Preparing HVU¶

Introduction¶

@article{Diba2019LargeSH,
  title={Large Scale Holistic Video Understanding},
  author={Ali Diba and M. Fayyaz and Vivek Sharma and Manohar Paluri and Jurgen Gall and R. Stiefelhagen and L. Gool},
  journal={arXiv: Computer Vision and Pattern Recognition},
  year={2019}
}

For basic dataset information, please refer to the official project and the paper. Before we start, please make sure that the directory is located at $MMACTION2/tools/data/hvu/.

Step 1. Prepare Annotations¶

First of all, you can run the following script to prepare annotations.

bash download_annotations.sh

Besides, you need to run the following command to parse the tag list of HVU.

python parse_tag_list.py

Step 2. Prepare Videos¶

Then, you can run the following script to prepare videos.
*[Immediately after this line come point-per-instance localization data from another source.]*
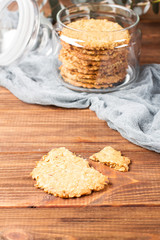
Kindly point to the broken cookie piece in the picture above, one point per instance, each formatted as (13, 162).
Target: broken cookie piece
(112, 158)
(65, 175)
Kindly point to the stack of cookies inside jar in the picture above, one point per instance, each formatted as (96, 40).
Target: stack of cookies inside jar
(94, 53)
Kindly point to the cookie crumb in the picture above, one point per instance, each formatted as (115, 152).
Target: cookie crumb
(112, 158)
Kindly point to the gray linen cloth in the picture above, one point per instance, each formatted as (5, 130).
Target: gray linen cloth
(134, 112)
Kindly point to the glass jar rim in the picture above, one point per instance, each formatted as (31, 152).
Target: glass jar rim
(106, 4)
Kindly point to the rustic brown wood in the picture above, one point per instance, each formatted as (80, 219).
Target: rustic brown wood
(90, 223)
(129, 208)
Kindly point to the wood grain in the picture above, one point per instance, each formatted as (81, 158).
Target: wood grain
(83, 223)
(128, 209)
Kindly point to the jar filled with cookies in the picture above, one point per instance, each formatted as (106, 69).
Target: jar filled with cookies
(99, 47)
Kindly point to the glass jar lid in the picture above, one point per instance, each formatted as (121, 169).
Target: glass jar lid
(16, 40)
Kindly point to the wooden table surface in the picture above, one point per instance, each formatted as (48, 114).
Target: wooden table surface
(128, 209)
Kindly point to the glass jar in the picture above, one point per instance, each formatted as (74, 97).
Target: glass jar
(23, 29)
(100, 47)
(96, 45)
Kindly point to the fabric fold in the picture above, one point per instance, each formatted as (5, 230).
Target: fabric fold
(134, 111)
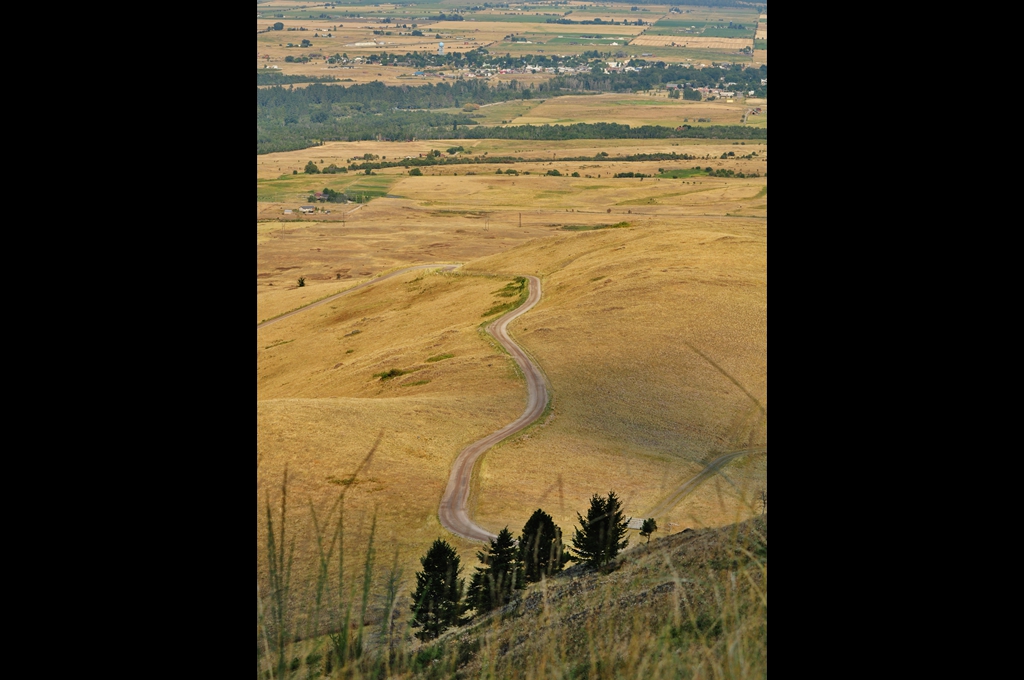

The codes are adapted from the official crawler. Note that this might take a long time.

bash download_videos.sh

Step 3. Extract RGB and Flow¶

This part is optional if you only want to use the video loader.

Before extracting, please refer to install.md for installing denseflow.

You can use the following script to extract both RGB and Flow frames.

bash extract_frames.sh

By default, we generate frames with short edge resized to 256. More details can be found in prepare_dataset

Step 4. Generate File List¶

You can run the follow scripts to generate file list in the format of videos and rawframes, respectively.

bash generate_videos_filelist.sh
# execute the command below when rawframes are ready
bash generate_rawframes_filelist.sh

Step 5. Generate File List for Each Individual Tag Categories¶

This part is optional if you don’t want to train models on HVU for a specific tag category.

The file list generated in step 4 contains labels of different categories. These file lists can only be handled with HVUDataset and used for multi-task learning of different tag categories. The component LoadHVULabel is needed to load the multi-category tags, and the HVULoss should be used to train the model.

If you only want to train video recognition models for a specific tag category, i.e. you want to train a recognition model on HVU which only handles tags in the category action, we recommend you to use the following command to generate file lists for the specific tag category. The new list, which only contains tags of a specific category, can be handled with VideoDataset or RawframeDataset. The recognition models can be trained with BCELossWithLogits.

The following command generates file list for the tag category ${category}, note that the tag category you specified should be in the 6 tag categories available in HVU: [‘action’, ‘attribute’, ‘concept’, ‘event’, ‘object’, ‘scene’].

python generate_sub_file_list.py path/to/filelist.json ${category}

The filename of the generated file list for ${category} is generated by replacing hvu in the original filename with hvu_${category}. For example, if the original filename is hvu_train.json, the filename of the file list for action is hvu_action_train.json.

Step 6. Folder Structure¶

After the whole data pipeline for HVU preparation. you can get the rawframes (RGB + Flow), videos and annotation files for HVU.

In the context of the whole project (for HVU only), the full folder structure will look like:

mmaction2
├── mmaction
├── tools
├── configs
├── data
│   ├── hvu
│   │   ├── hvu_train_video.json
│   │   ├── hvu_val_video.json
│   │   ├── hvu_train.json
│   │   ├── hvu_val.json
│   │   ├── annotations
│   │   ├── videos_train
│   │   │   ├── OLpWTpTC4P8_000570_000670.mp4
│   │   │   ├── xsPKW4tZZBc_002330_002430.mp4
│   │   │   ├── ...
│   │   ├── videos_val
│   │   ├── rawframes_train
│   │   ├── rawframes_val

For training and evaluating on HVU, please refer to Training and Test Tutorial.